O trabalho de composição de música para o cinema é por vezes um espaço de laboratório no qual muitas obras de escritores de canções conhecem eventuais sugestões de novas possibilidades. Que o diga Nick Cave, cujas sucessivas incursões pelo cinema ajudaram a abrir caminhos diferentes para a cenografia das suas canções. Há também situações num sentido inverso. Ou seja, percursos na canção que moldam caminhos que a música para o cinema depois pode experimentar… Aqui podemos encontrar o caso de um Danny Elfman, que através do seu trabalho nos (hoje injustamente esquecidos) Oingo Boingo encontrou ferramentas para, mais adiante, criar canções que deram vida única a filmes como “O Estranho Mundo de Jack” ou “Charlie e a Fábrica de Chocolate”. Peter Gabriel é figura a destacar neste universo de experiências partilhadas entre a canção e o cinema. E na verdade não só nele encontramos alguém que partilha com Nick Cave a condução das aprendizagens conquistadas no cinema rumo aos discos, como na verdade partiu de uma experiência de trabalho para um filme a ideia que o conduziu à criação de uma editora. Aconteceu durante o trabalho de campo que conduziu para preparar a música para “A Última Tentação de Cristo”, de Martin Scorsese, e terminou na criação da Real World, que rapidamente se afirmou como uma força com visibilidade global no panorama da world music.
Mas houve um episódio antes dessa colaboração com o cinema de Scorsese (que se manifestou no álbum “Passion” de Peter Gabriel). Três anos antes, depois de terminado um primeiro ciclo de quatro álbuns a solo aos quais não dera mais que o seu próprio nome, e aos quais se seguiu um primeiro disco ao vivo a solo, Peter Gabriel aceitou compor a música para um filme baseado num romance de William Wharton que acompanhava a história de dois amigos de juventude, notando depois o impacte que a passagem pela guerra no Vietname deixa sobretudo naquele que dá o nome ao filme: Birdy. Realizado por Alan Parker, que recentemente tinha levado ao cinema uma visão adaptada do álbum “The Wall” dos Pink Floyd (e que na década seguinte assinaria a adaptação ao grande ecrã de “Evita”, com Madonna como protagonista), “Birdy” deu a Peter Gabriel não apenas a possibilidade de expandir a sua música para além do formato da canção, como o colocou perante um outro músico que teria um papel determinante no episódio pop seguinte: o mítico (e globalmente popular) álbum “So”. De facto é em “Birdy” que os mundos de Peter Gabriel e Daniel Lanois se cruzam, aqui nascendo um olhar mais focado na exploração dos espaços, das texturas e dos detalhes, que, apesar de dados já evidentes em discos anteriores, ganharão maior peso na obra posterior do antigo vocalista dos Genesis.

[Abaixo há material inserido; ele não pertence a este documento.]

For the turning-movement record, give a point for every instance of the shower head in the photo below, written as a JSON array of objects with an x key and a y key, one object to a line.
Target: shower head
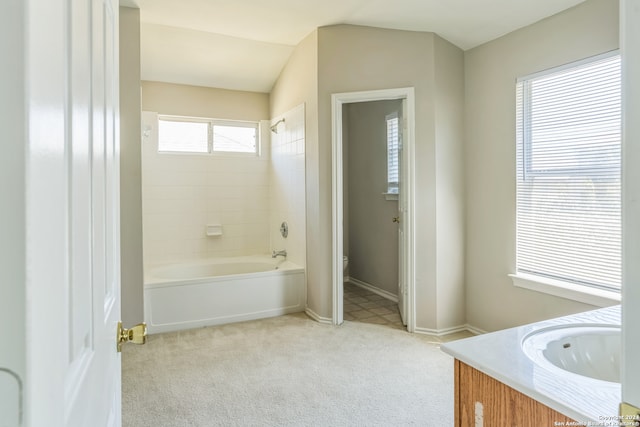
[{"x": 274, "y": 127}]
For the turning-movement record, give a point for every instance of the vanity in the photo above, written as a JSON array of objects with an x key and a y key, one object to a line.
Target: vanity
[{"x": 558, "y": 372}]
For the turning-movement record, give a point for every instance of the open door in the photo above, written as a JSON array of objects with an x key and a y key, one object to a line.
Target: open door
[
  {"x": 400, "y": 219},
  {"x": 72, "y": 215}
]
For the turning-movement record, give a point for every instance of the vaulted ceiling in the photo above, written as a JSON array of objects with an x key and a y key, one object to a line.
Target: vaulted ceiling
[{"x": 244, "y": 44}]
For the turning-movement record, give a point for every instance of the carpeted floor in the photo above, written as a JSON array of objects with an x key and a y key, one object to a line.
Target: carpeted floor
[{"x": 287, "y": 371}]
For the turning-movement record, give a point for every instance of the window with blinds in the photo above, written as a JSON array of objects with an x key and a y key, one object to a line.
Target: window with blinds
[
  {"x": 195, "y": 135},
  {"x": 393, "y": 151},
  {"x": 569, "y": 173}
]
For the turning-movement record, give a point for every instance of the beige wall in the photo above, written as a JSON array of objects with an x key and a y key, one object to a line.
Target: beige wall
[
  {"x": 130, "y": 168},
  {"x": 352, "y": 58},
  {"x": 372, "y": 236},
  {"x": 197, "y": 101},
  {"x": 297, "y": 84},
  {"x": 492, "y": 302},
  {"x": 449, "y": 175}
]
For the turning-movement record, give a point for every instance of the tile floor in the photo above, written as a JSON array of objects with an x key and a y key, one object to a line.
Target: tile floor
[{"x": 361, "y": 305}]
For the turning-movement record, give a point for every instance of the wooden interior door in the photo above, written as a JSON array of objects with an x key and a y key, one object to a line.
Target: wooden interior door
[{"x": 73, "y": 252}]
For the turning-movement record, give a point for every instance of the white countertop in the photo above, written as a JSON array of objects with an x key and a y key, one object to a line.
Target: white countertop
[{"x": 499, "y": 355}]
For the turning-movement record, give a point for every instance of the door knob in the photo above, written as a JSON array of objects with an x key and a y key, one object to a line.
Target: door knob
[{"x": 136, "y": 335}]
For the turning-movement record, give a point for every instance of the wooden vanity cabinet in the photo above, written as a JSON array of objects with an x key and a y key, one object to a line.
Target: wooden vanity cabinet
[{"x": 481, "y": 400}]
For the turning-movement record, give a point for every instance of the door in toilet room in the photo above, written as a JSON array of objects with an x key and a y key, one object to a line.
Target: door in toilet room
[
  {"x": 401, "y": 219},
  {"x": 72, "y": 220}
]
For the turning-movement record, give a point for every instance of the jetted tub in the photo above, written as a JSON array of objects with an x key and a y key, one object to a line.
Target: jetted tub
[{"x": 221, "y": 290}]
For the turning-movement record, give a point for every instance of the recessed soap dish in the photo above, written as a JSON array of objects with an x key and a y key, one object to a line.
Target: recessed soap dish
[{"x": 214, "y": 230}]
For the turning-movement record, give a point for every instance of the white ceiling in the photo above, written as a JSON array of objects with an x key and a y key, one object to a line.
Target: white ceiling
[{"x": 244, "y": 44}]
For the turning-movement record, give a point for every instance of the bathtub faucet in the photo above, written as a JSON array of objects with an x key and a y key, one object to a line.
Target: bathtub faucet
[{"x": 279, "y": 253}]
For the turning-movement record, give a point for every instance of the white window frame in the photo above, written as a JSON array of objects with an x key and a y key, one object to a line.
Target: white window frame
[
  {"x": 566, "y": 289},
  {"x": 392, "y": 189},
  {"x": 211, "y": 149}
]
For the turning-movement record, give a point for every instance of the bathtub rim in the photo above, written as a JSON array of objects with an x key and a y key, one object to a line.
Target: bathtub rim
[{"x": 284, "y": 267}]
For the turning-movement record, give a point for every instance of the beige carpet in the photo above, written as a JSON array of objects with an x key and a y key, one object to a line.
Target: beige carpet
[{"x": 287, "y": 371}]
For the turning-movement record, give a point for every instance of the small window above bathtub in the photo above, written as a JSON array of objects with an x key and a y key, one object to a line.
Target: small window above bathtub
[{"x": 198, "y": 135}]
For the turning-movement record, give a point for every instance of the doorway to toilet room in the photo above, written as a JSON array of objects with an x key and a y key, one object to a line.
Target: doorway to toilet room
[
  {"x": 371, "y": 138},
  {"x": 372, "y": 143}
]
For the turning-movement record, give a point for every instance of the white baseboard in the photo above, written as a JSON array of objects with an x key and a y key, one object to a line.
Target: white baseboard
[
  {"x": 385, "y": 294},
  {"x": 318, "y": 318}
]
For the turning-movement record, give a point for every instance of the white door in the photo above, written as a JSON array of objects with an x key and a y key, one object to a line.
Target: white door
[
  {"x": 630, "y": 43},
  {"x": 402, "y": 209},
  {"x": 73, "y": 253}
]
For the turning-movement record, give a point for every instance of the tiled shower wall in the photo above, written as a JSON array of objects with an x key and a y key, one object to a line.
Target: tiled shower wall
[
  {"x": 250, "y": 196},
  {"x": 182, "y": 193},
  {"x": 288, "y": 184}
]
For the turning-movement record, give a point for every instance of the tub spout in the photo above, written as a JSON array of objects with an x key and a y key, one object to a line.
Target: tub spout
[{"x": 282, "y": 253}]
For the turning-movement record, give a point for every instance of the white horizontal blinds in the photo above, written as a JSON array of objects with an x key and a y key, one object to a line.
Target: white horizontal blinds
[
  {"x": 235, "y": 138},
  {"x": 199, "y": 135},
  {"x": 393, "y": 141},
  {"x": 183, "y": 136},
  {"x": 568, "y": 166}
]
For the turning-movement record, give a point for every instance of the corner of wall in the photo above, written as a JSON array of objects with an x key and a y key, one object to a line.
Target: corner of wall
[{"x": 130, "y": 168}]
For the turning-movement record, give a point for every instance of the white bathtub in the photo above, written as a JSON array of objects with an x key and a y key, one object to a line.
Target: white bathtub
[{"x": 221, "y": 290}]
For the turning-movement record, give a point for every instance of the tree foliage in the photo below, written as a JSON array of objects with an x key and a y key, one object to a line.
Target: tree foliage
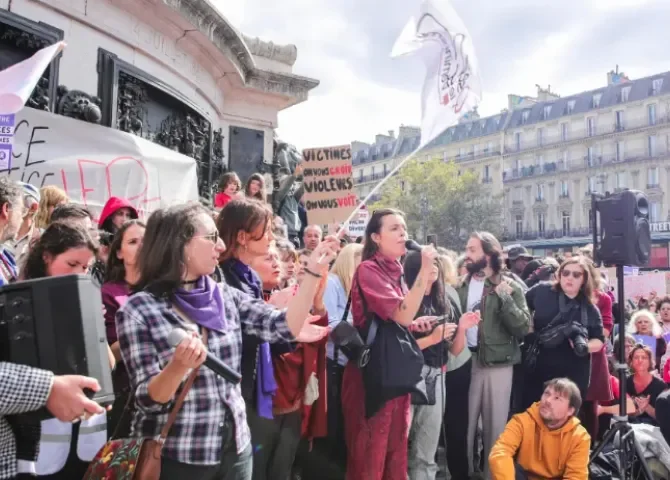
[{"x": 446, "y": 201}]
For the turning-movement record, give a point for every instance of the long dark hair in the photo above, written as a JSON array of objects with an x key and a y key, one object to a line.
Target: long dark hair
[
  {"x": 261, "y": 193},
  {"x": 437, "y": 295},
  {"x": 161, "y": 259},
  {"x": 116, "y": 270},
  {"x": 242, "y": 215},
  {"x": 492, "y": 248},
  {"x": 58, "y": 238},
  {"x": 374, "y": 226}
]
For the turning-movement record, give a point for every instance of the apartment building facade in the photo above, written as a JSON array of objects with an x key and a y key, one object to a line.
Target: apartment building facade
[{"x": 548, "y": 154}]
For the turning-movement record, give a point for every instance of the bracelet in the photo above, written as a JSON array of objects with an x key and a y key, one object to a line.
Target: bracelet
[{"x": 316, "y": 275}]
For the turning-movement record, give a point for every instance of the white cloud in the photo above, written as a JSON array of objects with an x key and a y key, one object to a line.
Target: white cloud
[{"x": 569, "y": 46}]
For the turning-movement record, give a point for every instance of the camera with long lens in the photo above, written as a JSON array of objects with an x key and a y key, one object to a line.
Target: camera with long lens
[{"x": 574, "y": 331}]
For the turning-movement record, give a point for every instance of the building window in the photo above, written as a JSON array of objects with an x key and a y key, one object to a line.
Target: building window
[
  {"x": 656, "y": 86},
  {"x": 651, "y": 146},
  {"x": 591, "y": 126},
  {"x": 651, "y": 114},
  {"x": 652, "y": 177},
  {"x": 619, "y": 120},
  {"x": 566, "y": 223},
  {"x": 620, "y": 180},
  {"x": 596, "y": 100},
  {"x": 655, "y": 212},
  {"x": 590, "y": 156},
  {"x": 620, "y": 151}
]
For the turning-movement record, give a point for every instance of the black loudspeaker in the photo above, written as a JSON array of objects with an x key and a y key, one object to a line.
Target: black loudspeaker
[
  {"x": 625, "y": 237},
  {"x": 57, "y": 324}
]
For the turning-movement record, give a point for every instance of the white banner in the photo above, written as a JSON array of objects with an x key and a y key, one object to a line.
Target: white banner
[{"x": 93, "y": 163}]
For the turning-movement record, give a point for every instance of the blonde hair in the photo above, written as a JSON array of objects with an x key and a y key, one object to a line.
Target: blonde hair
[
  {"x": 655, "y": 326},
  {"x": 50, "y": 196},
  {"x": 345, "y": 264}
]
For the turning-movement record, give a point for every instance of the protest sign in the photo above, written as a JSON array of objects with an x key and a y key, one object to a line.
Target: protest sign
[
  {"x": 6, "y": 140},
  {"x": 93, "y": 163},
  {"x": 356, "y": 227},
  {"x": 329, "y": 196}
]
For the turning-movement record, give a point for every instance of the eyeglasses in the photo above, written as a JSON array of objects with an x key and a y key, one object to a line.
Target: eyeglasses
[
  {"x": 575, "y": 275},
  {"x": 212, "y": 237}
]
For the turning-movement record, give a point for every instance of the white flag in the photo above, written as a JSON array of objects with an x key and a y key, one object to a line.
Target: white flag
[
  {"x": 18, "y": 81},
  {"x": 452, "y": 86}
]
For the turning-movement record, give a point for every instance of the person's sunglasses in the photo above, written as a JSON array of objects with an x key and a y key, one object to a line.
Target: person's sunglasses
[{"x": 575, "y": 275}]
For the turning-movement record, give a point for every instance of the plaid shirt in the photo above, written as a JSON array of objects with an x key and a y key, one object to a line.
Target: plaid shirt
[{"x": 143, "y": 325}]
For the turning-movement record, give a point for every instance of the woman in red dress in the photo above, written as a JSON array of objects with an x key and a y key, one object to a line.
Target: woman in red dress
[{"x": 377, "y": 446}]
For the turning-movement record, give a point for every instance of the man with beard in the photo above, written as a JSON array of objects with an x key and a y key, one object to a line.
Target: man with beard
[
  {"x": 495, "y": 342},
  {"x": 546, "y": 441}
]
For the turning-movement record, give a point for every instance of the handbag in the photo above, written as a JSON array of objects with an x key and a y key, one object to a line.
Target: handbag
[
  {"x": 137, "y": 458},
  {"x": 391, "y": 363}
]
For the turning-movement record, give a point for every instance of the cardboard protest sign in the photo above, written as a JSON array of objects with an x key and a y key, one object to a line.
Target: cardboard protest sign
[
  {"x": 92, "y": 163},
  {"x": 356, "y": 227},
  {"x": 329, "y": 186}
]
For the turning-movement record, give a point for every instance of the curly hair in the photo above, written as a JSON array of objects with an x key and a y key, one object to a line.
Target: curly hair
[{"x": 57, "y": 239}]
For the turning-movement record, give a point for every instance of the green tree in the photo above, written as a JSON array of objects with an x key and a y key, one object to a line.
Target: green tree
[{"x": 445, "y": 201}]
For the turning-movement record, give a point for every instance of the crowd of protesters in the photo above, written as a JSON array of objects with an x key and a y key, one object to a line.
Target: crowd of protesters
[{"x": 512, "y": 348}]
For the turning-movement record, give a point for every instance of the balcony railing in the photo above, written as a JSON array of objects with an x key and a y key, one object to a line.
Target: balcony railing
[
  {"x": 546, "y": 234},
  {"x": 595, "y": 161},
  {"x": 600, "y": 129}
]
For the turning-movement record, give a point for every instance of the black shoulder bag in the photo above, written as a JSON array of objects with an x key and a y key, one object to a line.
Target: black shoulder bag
[{"x": 391, "y": 364}]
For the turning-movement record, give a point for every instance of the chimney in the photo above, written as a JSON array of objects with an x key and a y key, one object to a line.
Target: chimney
[{"x": 615, "y": 77}]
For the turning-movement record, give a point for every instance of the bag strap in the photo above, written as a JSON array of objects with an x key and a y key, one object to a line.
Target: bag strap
[
  {"x": 344, "y": 318},
  {"x": 180, "y": 399}
]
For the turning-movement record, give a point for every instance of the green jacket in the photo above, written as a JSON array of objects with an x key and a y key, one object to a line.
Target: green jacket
[{"x": 505, "y": 321}]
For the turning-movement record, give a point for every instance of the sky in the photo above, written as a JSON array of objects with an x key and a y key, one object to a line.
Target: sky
[{"x": 346, "y": 45}]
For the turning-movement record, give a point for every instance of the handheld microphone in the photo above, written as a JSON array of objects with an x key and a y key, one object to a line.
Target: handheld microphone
[
  {"x": 412, "y": 246},
  {"x": 176, "y": 336}
]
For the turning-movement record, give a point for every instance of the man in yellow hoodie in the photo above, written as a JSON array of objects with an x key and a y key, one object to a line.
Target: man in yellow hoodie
[{"x": 547, "y": 441}]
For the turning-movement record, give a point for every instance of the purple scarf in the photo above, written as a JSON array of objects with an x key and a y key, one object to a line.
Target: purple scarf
[
  {"x": 203, "y": 305},
  {"x": 266, "y": 386}
]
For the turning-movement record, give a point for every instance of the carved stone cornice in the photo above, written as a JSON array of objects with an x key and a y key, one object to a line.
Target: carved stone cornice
[
  {"x": 224, "y": 36},
  {"x": 281, "y": 84},
  {"x": 286, "y": 54}
]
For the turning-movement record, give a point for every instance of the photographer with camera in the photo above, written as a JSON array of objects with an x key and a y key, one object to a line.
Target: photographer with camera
[{"x": 567, "y": 327}]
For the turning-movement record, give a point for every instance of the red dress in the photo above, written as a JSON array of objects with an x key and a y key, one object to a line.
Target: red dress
[
  {"x": 599, "y": 386},
  {"x": 376, "y": 447}
]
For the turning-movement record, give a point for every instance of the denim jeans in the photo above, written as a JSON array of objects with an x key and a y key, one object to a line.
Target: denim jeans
[
  {"x": 424, "y": 435},
  {"x": 233, "y": 466}
]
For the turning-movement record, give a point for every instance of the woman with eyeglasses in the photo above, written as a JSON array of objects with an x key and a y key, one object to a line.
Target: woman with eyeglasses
[
  {"x": 568, "y": 325},
  {"x": 210, "y": 437}
]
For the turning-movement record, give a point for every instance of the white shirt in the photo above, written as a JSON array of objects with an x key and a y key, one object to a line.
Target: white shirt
[{"x": 475, "y": 292}]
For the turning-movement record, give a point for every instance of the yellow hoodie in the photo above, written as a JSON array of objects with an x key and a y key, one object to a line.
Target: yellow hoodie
[{"x": 542, "y": 453}]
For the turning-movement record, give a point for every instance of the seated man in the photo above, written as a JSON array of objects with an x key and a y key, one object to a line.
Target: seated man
[{"x": 546, "y": 441}]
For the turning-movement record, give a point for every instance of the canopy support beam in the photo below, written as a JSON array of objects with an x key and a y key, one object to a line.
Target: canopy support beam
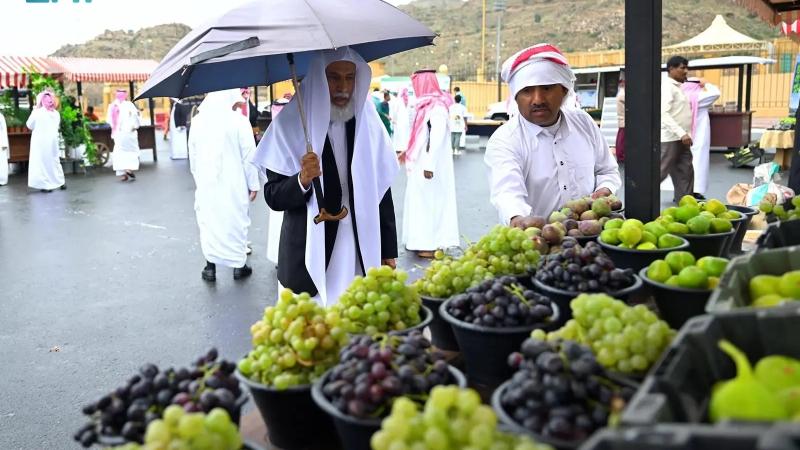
[{"x": 643, "y": 108}]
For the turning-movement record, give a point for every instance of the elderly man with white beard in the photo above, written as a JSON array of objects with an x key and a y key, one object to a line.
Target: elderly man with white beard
[{"x": 356, "y": 165}]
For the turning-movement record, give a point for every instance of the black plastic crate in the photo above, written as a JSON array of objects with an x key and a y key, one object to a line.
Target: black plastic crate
[
  {"x": 678, "y": 388},
  {"x": 734, "y": 285},
  {"x": 694, "y": 437}
]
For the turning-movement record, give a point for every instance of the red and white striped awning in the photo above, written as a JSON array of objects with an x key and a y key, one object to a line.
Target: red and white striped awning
[
  {"x": 14, "y": 70},
  {"x": 104, "y": 70}
]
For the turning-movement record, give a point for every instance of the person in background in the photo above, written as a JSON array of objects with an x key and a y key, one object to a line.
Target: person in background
[
  {"x": 384, "y": 111},
  {"x": 220, "y": 148},
  {"x": 44, "y": 165},
  {"x": 4, "y": 151},
  {"x": 90, "y": 115},
  {"x": 430, "y": 216},
  {"x": 457, "y": 91},
  {"x": 458, "y": 124},
  {"x": 619, "y": 147},
  {"x": 400, "y": 120},
  {"x": 676, "y": 126},
  {"x": 701, "y": 97},
  {"x": 124, "y": 119}
]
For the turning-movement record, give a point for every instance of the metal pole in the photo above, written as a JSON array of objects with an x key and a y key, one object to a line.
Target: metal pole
[
  {"x": 740, "y": 89},
  {"x": 497, "y": 57},
  {"x": 749, "y": 87},
  {"x": 643, "y": 108},
  {"x": 483, "y": 41}
]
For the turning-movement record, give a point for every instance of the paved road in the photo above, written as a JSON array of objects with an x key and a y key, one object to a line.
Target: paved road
[{"x": 108, "y": 274}]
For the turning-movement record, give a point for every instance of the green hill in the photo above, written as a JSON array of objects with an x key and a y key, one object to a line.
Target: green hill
[{"x": 572, "y": 25}]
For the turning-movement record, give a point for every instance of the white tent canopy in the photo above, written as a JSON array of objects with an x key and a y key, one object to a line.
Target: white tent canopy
[{"x": 716, "y": 38}]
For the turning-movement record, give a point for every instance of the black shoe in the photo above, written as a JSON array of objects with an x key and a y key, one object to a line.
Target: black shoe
[
  {"x": 210, "y": 272},
  {"x": 242, "y": 272}
]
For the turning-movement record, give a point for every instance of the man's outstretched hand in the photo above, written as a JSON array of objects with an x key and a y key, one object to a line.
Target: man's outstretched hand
[{"x": 309, "y": 169}]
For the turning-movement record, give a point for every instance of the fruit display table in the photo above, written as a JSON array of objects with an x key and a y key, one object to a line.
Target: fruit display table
[{"x": 783, "y": 143}]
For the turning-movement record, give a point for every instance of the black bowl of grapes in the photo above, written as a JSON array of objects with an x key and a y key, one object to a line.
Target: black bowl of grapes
[
  {"x": 559, "y": 394},
  {"x": 441, "y": 333},
  {"x": 374, "y": 370},
  {"x": 491, "y": 320},
  {"x": 582, "y": 269}
]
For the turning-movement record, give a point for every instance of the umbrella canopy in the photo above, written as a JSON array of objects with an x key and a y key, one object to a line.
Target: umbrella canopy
[{"x": 247, "y": 46}]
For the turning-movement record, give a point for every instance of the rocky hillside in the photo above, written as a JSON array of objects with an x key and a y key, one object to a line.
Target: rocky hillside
[{"x": 573, "y": 25}]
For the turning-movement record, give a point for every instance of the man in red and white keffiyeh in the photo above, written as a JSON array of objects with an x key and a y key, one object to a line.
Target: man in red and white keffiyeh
[{"x": 552, "y": 151}]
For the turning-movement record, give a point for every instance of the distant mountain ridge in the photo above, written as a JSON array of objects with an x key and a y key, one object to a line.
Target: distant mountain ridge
[{"x": 572, "y": 25}]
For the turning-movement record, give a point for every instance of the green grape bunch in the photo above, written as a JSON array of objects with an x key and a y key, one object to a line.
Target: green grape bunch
[
  {"x": 378, "y": 302},
  {"x": 452, "y": 418},
  {"x": 625, "y": 339},
  {"x": 179, "y": 430},
  {"x": 294, "y": 343},
  {"x": 503, "y": 251}
]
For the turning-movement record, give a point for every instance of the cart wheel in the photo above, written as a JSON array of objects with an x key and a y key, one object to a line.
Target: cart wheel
[{"x": 102, "y": 153}]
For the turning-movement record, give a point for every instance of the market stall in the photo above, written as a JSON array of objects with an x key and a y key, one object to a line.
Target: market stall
[{"x": 14, "y": 73}]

Disco instrumental, com ocasionais vocalizações do próprio Gabriel, “Birdy” ganhou vida própria além do cinema para o qual esta música nasceu. Peter Gabriel criou para o filme de Alan Parker uma série de novas composições, mas adaptou para um novo contexto algumas peças já existentes e até mesmo gravadas na forma de canções, como foram os casos de “Family Snapshot” e “Not One of Us” do álbum de 1980 e “The Rhythm of The Heart”, “San Jacinto” e “Wallflower” do sucessor, editado em 1982. Densa, intensa, ambiental, moldada para servir narrativa e imagens mas dotada de uma rara capacidade em respirar por si mesma, a música de “Birdy”, onde tanto encontramos parceiros habituais de Peter Gabriel como o baixista Tony Levin e presenças inesperadas como a de Jon Hassell (que por esta altura colaborava regularmente com David Sylvian e preparava o clássico “Power Spot” que lançaria no ano seguinte) este disco, co-produzido com Daniel Lanois, lança claramente as bases de trabalho para a etapa seguinte na obra de Peter Gabriel. Ou seja, “So” começava já a nascer aqui.